But Da wasn’t the only one with ideas about the future.
"He can try,” said Dalliance, voice strident and hating it, "They’re my points, and it’s my class. Heck, it’s your marriage.”
He took his scoffing sister by the arm and pulled her out of the wet, which, though he appreciated the feel of it, threatened their thin-spun cotton and was sure to ruin her hair. It was already starting to frizz up as he watched, but he at least made the effort.
The hand-carved boards of his shack were rough under his feet as he kicked off muddy shoes and hung up his dusty jacket. A quick rinse of his hands and face in the basin, and he was nearly presentable. With his sister in the room, that would be as good as it got. He sat down, dust and plant matter pattering onto the formerly clean floor, and picked up a book.
The rain was falling harder now, drumming on the thin wooden shingles, but his brother had done his work well; there were no leaks.
His sister screwed up her face with ten-year-old petulance. "You could’ve just let me go to my room," she said, watching him search through the thin volume.
"I could have, but I wanted to ask before leaving you here all day while I’m at school. Are you . . . okay?"
She snorted.
He’d wondered, earlier, at an off-the-cuff comment at dinner, the one which had sparked all this: the Mason’s wife had taken ill. Perhaps, in time, he’d be ready to re-wed. Da had always had an issue with the way the plots had been divided, and by the gleam in his eyes, discussing it, he’d been excited at the idea of potential renegotiation in the future. She’d excused herself early from dinner and gone out into the damp, and he’d followed shortly after.
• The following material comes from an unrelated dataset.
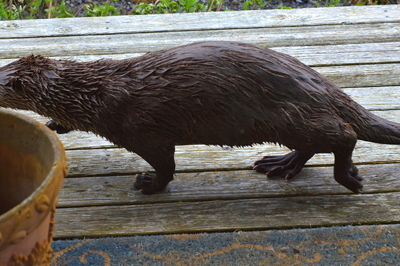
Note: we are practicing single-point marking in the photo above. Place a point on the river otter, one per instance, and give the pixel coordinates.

And now she was rolling her eyes at him. "Not everyone wants to be a [Wizard]," she told him. "I’m sorry that I complained to you. I’m trying to stop fighting it, but . . . I was remembering what Ma said. 'You can’t fight what you can’t change.' If it’s real, if that’s just how the world works, then it’s how the world works."
"Okay," he said, and they sat in silence for a moment, as he paged through the book, looking for something half-remembered. "Of course," he added idly, "you know that’s how the world works, because that’s how they make it work."
"Shut up," she said, genuine irritation in her voice now.
“No. Here’s what I wanted to read you: ‘Be the change you want to see in the world’. What do you think about that?”
“You’re dreaming. And I’m leaving.” And she was as good as her word, gone into the rain.
He watched her go, then closed the chapbook with the delusory sound of cheap cardstock, dropping it onto the rough-hewn table with a sigh. The sound echoed off the bare clapboard walls of his depressing little room, the cheery illustrations of men of derring-do brandishing their feathered caps and muskets doing little to uplift his falling spirits. If that hadn’t gone like he’d hoped it would, he wasn’t sure what he’d thought would go better, but he’d hoped for something.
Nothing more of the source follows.